Wash your mouth out!

Sometimes I worry I swear too much. Other times I’m secretly proud of the quality of my swearing – particularly the unusual combinations (pissturd) and overtly gratuitous excess (fucking, twating, pissturd of a shitweasel).

Recently my Uncle, an honest to goodness computer expert, was having issues with an HP laptop and Vista. If he can’t fix a problem on a computer, no-one can. The HP laptop and Vista nearly defeated him. He lost his rag (not unusual as his patience is shorter than a Jack Russell’s temper) and typed “Vista is fucking shit” into Google and found a techie forum that has taught me two things.

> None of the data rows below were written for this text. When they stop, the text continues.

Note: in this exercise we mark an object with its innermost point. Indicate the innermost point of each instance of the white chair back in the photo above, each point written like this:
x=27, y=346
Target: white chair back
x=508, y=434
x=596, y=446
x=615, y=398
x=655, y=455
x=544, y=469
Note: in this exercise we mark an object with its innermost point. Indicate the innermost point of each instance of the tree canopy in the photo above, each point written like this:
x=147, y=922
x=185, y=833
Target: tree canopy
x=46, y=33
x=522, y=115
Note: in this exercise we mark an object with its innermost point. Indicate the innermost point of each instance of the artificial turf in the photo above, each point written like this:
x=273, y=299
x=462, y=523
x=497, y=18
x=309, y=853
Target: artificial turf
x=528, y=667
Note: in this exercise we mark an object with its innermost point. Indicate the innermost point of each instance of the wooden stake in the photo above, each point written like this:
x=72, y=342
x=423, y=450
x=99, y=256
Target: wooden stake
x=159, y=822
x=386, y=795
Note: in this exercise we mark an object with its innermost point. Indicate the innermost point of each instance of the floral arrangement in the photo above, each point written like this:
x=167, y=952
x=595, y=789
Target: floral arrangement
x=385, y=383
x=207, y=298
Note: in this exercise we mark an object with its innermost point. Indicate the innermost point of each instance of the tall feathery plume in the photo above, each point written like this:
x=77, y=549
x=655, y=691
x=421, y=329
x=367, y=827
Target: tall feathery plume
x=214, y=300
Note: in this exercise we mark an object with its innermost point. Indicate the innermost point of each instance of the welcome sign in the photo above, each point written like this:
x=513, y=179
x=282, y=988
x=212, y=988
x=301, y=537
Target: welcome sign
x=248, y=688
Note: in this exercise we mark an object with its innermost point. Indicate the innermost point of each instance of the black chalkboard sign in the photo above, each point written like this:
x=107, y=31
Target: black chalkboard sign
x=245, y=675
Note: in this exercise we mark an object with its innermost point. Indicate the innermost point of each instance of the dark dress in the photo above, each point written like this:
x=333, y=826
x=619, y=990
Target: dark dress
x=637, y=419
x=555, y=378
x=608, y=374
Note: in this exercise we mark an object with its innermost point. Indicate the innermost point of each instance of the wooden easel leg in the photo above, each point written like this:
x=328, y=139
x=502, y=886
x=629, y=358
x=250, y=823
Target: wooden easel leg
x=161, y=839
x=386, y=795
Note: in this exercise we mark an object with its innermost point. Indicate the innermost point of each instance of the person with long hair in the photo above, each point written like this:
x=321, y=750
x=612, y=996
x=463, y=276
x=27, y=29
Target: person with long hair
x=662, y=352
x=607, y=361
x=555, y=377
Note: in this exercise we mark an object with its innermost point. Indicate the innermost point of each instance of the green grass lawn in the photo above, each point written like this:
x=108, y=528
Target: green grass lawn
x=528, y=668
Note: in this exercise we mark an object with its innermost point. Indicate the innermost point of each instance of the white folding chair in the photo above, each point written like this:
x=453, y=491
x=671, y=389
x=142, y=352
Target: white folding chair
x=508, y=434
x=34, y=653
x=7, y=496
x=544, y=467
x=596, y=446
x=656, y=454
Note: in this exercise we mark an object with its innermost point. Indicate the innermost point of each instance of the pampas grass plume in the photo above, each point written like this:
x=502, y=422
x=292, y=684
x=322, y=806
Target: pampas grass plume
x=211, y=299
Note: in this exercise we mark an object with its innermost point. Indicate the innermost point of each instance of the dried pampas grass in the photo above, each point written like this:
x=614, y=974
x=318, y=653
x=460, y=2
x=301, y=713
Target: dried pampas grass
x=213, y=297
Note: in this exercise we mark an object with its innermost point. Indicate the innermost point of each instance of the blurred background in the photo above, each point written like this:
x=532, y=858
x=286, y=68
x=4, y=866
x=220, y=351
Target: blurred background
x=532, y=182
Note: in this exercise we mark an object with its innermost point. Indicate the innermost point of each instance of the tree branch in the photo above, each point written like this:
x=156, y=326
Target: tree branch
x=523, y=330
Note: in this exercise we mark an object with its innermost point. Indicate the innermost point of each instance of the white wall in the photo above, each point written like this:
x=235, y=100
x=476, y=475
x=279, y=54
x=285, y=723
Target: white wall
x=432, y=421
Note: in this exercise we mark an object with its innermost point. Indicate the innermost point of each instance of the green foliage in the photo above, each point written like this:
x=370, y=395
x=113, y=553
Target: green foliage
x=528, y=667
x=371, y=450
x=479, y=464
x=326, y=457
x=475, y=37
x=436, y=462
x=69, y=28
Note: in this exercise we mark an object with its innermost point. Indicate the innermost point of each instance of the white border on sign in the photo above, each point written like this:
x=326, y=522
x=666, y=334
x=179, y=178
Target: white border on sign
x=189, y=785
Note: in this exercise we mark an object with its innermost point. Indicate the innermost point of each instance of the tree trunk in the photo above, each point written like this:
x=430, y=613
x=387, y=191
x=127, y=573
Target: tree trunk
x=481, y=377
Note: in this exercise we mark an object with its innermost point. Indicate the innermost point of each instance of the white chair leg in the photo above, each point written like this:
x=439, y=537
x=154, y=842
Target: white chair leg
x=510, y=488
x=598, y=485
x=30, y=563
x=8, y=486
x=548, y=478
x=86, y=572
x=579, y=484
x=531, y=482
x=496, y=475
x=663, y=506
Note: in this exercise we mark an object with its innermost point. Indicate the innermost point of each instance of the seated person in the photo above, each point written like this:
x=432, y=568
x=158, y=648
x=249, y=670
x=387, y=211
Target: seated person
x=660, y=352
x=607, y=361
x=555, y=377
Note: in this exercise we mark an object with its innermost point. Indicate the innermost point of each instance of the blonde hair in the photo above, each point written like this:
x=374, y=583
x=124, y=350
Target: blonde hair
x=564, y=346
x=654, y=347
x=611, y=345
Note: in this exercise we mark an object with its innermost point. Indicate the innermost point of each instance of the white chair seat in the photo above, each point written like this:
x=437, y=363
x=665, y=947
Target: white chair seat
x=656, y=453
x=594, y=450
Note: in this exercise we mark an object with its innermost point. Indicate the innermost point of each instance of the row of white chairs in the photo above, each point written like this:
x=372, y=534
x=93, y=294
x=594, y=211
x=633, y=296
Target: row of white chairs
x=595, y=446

  1.  I don’t swear too much, I swear too little.
  2.  I am a rank amateur at swearing.

You can check out the Olympic grade swearing in all its glory here but below is a small, but representative sample:

“Why is this fucking piece of slow running crap of a shit bollocker bugger fuck wank programme allowed to be sold? I fucking hate it. Why do I get a poxy bastard cunting spinning wheel evrey time I right click something? Why does all my old software get rejected? Why does doing business with this crock of wank take so pissing long? I want a fucking refund Bill you PRICK! XP was fine so why fuck up something that works. What a cunt load of shit!”

“How do i get a refund for this pile of wank shite fucking cunting crap? i have spend endless hours not getting back to my customers cos outlook 2007 is not responding. microsoft you fucking CUNTS!!!!”

 I can’t wait for the next travesty to happen to me so I can shout my new favourite phrase – wank shite.